ワーク・ライフ・バランス、つまり、仕事と私生活を調和させる生き方が提唱されるようになっています。
これまでの日本社会は、仕事一辺倒でしたが、これからは、仕事以外の私生活も充実させることが大切だと言われていますね。育児、趣味、地域活動など、仕事以外の活動を充実させることで、仕事もうまくゆき、心にもゆとりが生まれ、より良い人生とすることができます。
このようにワーク・ライフ・バランスは、ただ仕事と私生活の比率を同じにするのではなく、私生活を充実させることで、今以上に良い仕事ができ、さらに私生活が充実していくという好循環を目指していくものです。
仕事の対価
生きていくためには、何かしらの仕事をしてお金を稼がなければなりません。だから、仕事の対価は、お金と言えます。しかし、ただお金のために働くというのでは、ワーク・ライフ・バランスを実現するのは難しいでしょう。
伊藤忠商事株式会社の会長や中華人民共和国特命全権大使をつとめた丹羽宇一郎さんは、「仕事は人生そのもの」だと、著書の『仕事と心の流儀』で述べています。ほどほどの金銭的報酬を超えれば、あとは仕事の対価は「人間としての成長」だと。
仕事をすると、喜び、悲しみ、怒り、やっかみ、ひがみなど、様々な感情を経験します。このような経験をできるのは、仕事以外にはありません。だから、仕事を通して、人間への理解が一層深まり、自分自身も人間として成長できます。このような仕事の効用を考えると、ワーク・ライフ・バランスの中心となるのは仕事と言えそうです。
でも、ただ仕事をしているだけでは人間力を高めることはできません。人間力を高めるためには、日々の勉強が必要です。それは、学校に通うことだけではなく、人との交わりや読書も含まれます。人との交流は心の成長に役立ちますから、私生活の充実にも貢献します。
どれだけ勉強しなければならないのかという問題も出てきますが、充実した人生を送るためには、一生続けることになります。1日に10分でも20分でも努力することで、ある時、わからなかったことがわかる瞬間が出てきます。丹羽さんは、これを「DNAのランプがポッと点く」と表現しています。
どんなに疲れているときでも、毎日、短い時間の努力を積み重ねることを忘れてはいけません。
読書は投資
丹羽さんは、読書を自分を成長させるための投資だと考えています。人との交わりも自分を成長させるためには大切ですが、読書もまた人生を豊かにしてくれます。
読書によって、知らなかったことを知ることができます。インターネットで調べればすぐに答えが見つかることが多いですが、インターネットは、自分が知らない言葉を検索することはできません。だから、新たな発見という点では、読書が優れています。
論理的思考や想像力が鍛えられるのもまた読書です。自分の考えを論理的に組み立てて話す技術は、長年の読書によって磨かれていきます。
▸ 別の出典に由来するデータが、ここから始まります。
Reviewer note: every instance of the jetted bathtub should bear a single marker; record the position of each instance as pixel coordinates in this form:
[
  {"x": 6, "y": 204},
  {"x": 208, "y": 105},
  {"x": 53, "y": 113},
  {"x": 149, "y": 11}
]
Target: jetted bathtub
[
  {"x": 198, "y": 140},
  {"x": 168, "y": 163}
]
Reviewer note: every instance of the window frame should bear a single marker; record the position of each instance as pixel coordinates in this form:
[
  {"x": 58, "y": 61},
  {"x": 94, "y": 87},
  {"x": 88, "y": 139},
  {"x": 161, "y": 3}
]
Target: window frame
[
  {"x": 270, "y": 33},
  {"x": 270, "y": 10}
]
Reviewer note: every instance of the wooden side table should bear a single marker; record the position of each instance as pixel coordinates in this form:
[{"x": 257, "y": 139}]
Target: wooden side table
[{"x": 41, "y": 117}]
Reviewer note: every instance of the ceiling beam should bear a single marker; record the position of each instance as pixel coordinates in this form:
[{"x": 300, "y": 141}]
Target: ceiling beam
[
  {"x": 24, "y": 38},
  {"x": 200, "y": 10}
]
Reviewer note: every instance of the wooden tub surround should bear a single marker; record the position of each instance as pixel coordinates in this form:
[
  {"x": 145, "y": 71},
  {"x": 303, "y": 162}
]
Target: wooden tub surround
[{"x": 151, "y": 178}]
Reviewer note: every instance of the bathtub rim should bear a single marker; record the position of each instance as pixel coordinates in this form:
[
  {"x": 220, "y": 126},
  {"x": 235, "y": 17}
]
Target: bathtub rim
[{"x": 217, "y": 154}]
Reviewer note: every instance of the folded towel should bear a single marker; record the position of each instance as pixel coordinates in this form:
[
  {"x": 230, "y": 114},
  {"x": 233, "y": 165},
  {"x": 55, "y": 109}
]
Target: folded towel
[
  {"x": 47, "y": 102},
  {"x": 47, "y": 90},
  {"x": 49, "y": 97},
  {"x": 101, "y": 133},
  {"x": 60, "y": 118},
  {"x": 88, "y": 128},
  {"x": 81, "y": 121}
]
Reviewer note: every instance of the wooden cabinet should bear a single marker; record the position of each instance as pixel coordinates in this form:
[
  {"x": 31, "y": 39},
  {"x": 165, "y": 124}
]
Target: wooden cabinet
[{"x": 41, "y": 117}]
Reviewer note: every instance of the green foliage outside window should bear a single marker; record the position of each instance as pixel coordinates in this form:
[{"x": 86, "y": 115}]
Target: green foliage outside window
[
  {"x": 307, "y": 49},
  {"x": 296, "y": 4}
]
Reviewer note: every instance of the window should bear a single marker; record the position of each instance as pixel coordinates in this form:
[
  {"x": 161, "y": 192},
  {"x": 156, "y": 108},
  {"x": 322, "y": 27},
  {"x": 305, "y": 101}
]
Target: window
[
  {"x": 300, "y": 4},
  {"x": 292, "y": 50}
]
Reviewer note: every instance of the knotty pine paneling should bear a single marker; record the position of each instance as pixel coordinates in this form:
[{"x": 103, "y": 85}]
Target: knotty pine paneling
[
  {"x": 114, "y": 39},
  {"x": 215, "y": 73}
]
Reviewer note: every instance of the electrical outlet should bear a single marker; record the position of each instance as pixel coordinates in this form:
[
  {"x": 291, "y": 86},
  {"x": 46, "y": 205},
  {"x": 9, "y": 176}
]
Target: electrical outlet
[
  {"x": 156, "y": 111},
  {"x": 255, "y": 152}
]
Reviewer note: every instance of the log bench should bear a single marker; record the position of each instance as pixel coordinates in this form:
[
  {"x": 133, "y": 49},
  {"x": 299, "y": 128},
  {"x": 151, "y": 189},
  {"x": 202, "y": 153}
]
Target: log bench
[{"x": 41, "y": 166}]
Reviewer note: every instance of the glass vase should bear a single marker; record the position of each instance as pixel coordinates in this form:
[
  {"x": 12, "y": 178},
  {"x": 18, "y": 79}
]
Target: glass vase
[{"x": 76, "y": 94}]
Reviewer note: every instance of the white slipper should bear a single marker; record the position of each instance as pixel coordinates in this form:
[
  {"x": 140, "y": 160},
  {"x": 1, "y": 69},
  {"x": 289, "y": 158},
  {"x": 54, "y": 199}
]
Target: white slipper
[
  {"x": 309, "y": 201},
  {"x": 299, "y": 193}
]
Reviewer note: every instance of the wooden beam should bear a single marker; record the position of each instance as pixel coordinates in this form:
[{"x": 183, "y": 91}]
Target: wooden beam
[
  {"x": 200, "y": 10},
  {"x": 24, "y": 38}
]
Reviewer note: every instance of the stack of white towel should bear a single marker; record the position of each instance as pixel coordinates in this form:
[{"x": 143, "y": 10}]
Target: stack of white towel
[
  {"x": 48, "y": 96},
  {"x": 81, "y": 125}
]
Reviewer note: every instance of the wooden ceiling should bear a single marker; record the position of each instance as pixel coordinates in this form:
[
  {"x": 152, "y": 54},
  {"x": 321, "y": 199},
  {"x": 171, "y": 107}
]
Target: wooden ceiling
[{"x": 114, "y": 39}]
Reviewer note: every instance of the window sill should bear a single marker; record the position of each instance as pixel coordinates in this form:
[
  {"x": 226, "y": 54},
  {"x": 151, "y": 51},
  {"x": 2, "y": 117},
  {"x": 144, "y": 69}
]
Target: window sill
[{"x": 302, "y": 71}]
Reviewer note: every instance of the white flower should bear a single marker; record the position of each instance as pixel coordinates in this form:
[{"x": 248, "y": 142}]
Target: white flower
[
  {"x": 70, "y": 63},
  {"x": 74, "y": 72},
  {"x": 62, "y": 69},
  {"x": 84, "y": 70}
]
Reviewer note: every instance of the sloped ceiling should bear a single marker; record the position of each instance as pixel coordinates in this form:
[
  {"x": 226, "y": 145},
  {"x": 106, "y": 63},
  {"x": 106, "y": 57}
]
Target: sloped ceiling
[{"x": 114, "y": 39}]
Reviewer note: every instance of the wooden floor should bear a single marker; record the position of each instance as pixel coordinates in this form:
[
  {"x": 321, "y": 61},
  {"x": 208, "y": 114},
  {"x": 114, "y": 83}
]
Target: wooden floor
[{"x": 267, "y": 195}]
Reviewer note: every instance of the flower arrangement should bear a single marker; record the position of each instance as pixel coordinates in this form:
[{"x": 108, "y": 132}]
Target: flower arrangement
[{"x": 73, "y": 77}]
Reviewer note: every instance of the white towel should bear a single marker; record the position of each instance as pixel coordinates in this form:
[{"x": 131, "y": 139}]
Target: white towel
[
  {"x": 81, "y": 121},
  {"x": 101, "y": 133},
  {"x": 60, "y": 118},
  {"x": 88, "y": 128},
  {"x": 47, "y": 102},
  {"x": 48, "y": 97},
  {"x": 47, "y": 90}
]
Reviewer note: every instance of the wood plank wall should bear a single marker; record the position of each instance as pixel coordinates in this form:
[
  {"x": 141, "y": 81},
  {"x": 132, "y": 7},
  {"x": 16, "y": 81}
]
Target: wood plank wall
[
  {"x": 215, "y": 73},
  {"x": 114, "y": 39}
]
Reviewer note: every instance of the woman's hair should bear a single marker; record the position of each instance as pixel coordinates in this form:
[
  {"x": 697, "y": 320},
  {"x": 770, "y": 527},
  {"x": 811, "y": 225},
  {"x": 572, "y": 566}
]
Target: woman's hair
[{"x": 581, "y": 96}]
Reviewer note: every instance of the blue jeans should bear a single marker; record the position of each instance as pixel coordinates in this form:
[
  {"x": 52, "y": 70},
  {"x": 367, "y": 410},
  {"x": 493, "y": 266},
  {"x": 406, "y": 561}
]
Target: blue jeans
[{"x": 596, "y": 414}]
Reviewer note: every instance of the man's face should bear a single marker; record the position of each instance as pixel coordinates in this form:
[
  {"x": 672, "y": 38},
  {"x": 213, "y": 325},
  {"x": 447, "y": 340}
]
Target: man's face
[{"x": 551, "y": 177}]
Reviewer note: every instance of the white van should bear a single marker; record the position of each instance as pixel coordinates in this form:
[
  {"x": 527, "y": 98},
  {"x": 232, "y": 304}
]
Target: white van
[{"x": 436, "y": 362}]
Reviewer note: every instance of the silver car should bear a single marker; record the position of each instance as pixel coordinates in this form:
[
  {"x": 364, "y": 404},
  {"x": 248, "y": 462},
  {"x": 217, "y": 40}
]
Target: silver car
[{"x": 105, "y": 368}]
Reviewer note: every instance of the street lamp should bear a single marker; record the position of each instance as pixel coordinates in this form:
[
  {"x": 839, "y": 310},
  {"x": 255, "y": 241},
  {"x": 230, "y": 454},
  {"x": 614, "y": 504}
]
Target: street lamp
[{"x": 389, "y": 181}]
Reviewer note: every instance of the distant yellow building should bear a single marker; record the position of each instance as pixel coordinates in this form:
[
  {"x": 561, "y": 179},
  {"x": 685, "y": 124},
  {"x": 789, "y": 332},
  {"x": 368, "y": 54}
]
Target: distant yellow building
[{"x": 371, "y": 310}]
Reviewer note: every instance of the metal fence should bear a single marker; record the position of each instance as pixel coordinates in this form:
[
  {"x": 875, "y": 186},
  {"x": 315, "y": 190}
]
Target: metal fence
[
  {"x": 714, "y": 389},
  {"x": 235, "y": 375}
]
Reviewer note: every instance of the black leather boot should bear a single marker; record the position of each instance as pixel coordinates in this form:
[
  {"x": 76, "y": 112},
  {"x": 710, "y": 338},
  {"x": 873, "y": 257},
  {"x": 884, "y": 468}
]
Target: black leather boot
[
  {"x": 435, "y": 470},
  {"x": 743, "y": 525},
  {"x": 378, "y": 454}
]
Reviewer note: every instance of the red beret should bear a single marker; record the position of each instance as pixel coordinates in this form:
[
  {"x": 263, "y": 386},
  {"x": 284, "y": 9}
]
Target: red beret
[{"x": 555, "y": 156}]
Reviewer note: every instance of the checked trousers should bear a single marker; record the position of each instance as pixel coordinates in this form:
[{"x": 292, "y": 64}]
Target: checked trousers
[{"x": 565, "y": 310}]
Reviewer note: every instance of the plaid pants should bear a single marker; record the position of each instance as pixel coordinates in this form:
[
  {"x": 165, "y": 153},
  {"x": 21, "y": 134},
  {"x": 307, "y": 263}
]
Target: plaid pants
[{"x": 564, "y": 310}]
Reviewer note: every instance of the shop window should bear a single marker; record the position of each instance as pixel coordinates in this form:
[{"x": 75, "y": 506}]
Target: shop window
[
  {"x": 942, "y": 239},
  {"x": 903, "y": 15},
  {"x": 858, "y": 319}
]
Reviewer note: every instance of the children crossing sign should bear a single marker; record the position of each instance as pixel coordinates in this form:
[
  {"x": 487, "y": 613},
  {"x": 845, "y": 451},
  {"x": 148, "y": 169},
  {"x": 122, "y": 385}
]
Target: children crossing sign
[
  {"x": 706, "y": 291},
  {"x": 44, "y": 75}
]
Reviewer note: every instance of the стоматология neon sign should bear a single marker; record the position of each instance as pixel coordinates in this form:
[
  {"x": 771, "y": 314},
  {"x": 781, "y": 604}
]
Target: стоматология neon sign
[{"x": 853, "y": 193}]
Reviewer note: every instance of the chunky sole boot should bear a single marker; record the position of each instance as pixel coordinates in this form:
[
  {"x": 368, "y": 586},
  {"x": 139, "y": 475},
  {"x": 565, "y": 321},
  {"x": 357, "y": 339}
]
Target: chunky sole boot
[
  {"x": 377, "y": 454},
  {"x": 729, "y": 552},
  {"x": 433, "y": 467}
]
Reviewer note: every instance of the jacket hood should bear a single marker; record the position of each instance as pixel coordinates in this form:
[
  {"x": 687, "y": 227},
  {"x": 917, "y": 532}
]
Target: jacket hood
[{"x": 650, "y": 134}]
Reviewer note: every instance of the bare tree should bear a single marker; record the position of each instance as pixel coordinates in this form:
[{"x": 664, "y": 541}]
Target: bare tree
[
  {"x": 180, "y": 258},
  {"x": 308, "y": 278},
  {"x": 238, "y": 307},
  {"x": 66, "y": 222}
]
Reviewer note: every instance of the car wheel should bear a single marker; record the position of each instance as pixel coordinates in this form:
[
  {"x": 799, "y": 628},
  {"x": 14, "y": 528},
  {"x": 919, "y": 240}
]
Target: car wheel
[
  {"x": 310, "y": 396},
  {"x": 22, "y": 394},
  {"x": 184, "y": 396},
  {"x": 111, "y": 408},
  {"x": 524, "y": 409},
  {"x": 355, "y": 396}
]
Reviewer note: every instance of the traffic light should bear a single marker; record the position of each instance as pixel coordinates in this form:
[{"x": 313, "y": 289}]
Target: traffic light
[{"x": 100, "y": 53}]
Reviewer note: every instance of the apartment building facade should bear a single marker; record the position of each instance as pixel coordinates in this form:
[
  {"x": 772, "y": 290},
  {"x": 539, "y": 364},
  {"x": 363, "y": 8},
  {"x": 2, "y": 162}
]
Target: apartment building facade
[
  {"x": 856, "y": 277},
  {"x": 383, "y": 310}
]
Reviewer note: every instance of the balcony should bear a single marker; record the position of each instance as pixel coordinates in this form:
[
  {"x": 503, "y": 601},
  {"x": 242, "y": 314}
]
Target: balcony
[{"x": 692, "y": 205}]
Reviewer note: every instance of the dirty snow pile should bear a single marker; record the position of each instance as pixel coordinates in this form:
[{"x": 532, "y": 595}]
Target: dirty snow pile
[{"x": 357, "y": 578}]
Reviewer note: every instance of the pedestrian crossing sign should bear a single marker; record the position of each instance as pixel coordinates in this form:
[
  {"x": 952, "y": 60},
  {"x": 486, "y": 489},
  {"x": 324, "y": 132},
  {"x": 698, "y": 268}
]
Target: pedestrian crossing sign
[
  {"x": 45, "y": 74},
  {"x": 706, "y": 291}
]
読書で異文化と触れたとき、様々な想像が沸き上がってきます。
他に洞察力を養ったり、自分が無知であることを知ることができるのも読書です。
では、読書をするといっても、どのような本を読めば良いのでしょうか。丹羽さんは、自分が今関心を持っている本を読めば良いと述べています。他人が良いと思った本でも、自分にとって良い本だとは限りません。その時の自分の立ち位置によって良い本は変わってくるものです。仕事のために本を読まなければならない場合でも、仕事を成功させようと思いながら読むことで、興味がわいてくることがありますから、読書が無駄になることはありません。
また、読書でも人付き合いでも、日々勉強をすることで、目の前に転がっているチャンスを手にする確率が高くなります。チャンスは、どこにでも転がっているものですが、ただ情報を漫然と眺めているだけでは、それがチャンスだとは気づきません。日ごろから勉強している人が、チャンスに気づくのです。
新しいことにチャレンジする場合でも、チャンスに気づかなければチャレンジできません。新しいことにチャレンジできる態勢を整えておくためにも、日ごろから読書をしておく意義があります。
ワーク・ライフ・バランスは、仕事と私生活を調和させることですが、その軸となるのは仕事と言えます。しかし、長時間労働でワーク・ライフ・バランスを実現できないことは、誰もがわかっているはずです。仕事の対価を金銭的報酬としか考えない場合、ワーク・ライフ・バランスの実現は難しいでしょう。
仕事を通して人間力を養うことで、ワーク・ライフ・バランスをどうやって実現できるかを考えられるようになるはずです。そのためにまず読書から始めてみてはどうでしょうか。